Unconsciously, Alizeh touched her fingers to the wound. “I beg—I beg your pardon, sir?”
“You have a laceration at your throat, of which I doubt you’re unaware. You must be feeling the pain at the incision, miss. The wound is likely warm to the touch, and”—he peered closer—“yes, it looks like there’s a bit of swelling. We must get ahead of any major infection.”
Alizeh went suddenly rigid with fear.
The Fesht boy had cut her with a crude, dirty blade. She’d seen it herself, had examined the tool in her own hand; why had she not realized there’d be consequences? Certainly, she’d been unwell and in pain all day, but she’d compartmentalized the sensations, experiencing it all as one large unpleasantness. She’d never had a chance to pinpoint the many discrete origins of her discomfort.
Alizeh squeezed her eyes shut and grabbed at the counter, steadying herself.
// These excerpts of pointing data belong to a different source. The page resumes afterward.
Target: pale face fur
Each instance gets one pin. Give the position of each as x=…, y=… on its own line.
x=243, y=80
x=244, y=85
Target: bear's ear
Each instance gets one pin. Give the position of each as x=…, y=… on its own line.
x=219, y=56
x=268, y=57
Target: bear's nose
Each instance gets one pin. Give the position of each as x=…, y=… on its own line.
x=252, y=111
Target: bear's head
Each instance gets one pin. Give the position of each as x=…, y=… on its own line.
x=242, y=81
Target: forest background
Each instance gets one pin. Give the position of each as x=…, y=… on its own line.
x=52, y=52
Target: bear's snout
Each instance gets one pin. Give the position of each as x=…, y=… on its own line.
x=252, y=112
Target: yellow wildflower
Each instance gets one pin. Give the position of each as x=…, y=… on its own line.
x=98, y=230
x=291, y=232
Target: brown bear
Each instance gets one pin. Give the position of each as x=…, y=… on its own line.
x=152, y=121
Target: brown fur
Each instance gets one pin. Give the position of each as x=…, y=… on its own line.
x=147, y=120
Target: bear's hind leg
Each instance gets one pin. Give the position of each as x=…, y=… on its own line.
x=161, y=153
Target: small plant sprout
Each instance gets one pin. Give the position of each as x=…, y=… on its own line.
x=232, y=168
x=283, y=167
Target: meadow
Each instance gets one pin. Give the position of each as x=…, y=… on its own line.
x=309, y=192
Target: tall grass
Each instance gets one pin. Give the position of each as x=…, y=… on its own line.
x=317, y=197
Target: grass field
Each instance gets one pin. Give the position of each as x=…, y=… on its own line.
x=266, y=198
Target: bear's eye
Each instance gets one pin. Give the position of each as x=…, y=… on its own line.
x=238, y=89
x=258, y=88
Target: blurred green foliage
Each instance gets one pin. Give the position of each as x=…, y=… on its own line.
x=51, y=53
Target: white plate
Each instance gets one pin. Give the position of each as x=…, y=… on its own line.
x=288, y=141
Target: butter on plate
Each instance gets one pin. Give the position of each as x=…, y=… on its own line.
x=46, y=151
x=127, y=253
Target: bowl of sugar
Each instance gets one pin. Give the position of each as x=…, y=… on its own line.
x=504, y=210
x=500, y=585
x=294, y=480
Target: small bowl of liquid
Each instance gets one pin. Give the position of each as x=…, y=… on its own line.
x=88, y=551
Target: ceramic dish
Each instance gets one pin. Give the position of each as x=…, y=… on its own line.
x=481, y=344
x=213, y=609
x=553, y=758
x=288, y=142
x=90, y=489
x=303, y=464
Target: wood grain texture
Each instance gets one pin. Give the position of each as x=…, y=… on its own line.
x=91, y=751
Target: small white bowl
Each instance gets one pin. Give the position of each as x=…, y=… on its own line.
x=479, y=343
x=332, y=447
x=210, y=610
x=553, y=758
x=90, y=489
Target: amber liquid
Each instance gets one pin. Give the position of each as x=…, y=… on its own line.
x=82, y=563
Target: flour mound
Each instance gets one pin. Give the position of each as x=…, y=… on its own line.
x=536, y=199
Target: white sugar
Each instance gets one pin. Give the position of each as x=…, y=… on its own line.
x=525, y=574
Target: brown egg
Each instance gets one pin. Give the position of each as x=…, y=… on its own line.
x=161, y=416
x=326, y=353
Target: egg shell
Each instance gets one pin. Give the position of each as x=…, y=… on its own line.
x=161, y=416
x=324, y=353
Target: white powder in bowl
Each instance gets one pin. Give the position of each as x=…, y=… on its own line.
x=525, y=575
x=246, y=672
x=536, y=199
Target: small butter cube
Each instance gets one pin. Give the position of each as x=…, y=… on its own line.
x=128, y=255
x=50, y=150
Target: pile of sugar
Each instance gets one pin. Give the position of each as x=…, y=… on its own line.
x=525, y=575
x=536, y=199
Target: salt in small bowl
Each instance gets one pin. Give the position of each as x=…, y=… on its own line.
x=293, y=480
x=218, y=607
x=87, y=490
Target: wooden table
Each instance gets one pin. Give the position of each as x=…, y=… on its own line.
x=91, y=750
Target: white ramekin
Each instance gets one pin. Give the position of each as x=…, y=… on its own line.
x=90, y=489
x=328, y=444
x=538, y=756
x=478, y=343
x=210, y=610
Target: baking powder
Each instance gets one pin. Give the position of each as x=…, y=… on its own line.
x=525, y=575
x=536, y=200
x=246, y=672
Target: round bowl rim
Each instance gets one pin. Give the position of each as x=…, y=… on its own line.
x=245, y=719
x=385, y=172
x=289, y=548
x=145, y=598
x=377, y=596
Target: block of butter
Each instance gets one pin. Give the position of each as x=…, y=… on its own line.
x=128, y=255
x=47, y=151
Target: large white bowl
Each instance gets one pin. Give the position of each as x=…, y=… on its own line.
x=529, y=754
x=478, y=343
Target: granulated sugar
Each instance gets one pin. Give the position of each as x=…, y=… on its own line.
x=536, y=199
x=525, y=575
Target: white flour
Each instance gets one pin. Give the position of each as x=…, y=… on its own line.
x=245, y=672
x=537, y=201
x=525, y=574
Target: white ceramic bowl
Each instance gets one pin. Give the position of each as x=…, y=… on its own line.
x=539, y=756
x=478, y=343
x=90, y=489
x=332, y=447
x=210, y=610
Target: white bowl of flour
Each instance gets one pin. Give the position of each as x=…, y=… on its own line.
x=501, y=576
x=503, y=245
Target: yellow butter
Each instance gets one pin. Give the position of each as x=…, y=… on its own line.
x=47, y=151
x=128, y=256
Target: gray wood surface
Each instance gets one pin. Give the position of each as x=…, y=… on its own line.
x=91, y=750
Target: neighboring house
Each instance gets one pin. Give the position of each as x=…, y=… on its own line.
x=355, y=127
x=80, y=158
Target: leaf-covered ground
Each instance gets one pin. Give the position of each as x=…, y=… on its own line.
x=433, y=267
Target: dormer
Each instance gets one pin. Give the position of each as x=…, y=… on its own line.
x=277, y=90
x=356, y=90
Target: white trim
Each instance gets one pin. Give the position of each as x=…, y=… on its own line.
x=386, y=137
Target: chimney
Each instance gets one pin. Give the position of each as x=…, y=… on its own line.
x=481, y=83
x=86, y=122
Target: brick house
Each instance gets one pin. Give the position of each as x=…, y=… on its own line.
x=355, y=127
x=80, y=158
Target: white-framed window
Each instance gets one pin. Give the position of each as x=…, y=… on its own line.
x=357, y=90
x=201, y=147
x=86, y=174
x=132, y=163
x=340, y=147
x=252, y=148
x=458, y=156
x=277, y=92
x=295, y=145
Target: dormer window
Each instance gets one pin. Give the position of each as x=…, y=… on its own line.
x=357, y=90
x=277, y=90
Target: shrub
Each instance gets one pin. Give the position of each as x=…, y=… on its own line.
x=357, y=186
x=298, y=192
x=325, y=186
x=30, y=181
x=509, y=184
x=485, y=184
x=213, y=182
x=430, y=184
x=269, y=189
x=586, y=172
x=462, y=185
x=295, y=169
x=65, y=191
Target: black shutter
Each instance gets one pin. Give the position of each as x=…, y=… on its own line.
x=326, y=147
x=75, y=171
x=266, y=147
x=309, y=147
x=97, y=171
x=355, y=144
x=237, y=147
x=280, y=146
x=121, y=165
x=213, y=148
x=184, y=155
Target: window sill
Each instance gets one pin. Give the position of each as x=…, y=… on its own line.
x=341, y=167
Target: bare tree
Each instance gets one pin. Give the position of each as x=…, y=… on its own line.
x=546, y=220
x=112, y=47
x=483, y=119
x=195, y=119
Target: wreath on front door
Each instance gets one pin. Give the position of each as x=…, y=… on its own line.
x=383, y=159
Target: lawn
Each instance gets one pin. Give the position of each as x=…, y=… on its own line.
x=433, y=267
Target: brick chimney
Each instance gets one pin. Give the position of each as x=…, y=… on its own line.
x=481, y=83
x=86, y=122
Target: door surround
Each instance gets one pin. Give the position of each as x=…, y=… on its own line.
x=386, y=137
She could ill afford much of anything these days, but she could least afford to be sick. If she caught a fever—if she could not work—she would be turned out onto the street, where she’d doubtless die in the gutter. It was this cold reality that propelled her actions every day, this larger instinct that demanded she survive.
“Miss?”
Oh, the devil always did know when to pay a visit.
Ten
KAMRAN STOOD IN THE SHADOW of a shuttered storefront, the hood of his cloak whipping in the wind, snapping against his face like the leathery wings of a bat. The snow had softened to rain, and he listened to the drops pop along the awning overhead, watched as they pelted the white drift frosting the streets. Long minutes passed, piles of snow perforating, then dissolving at his feet.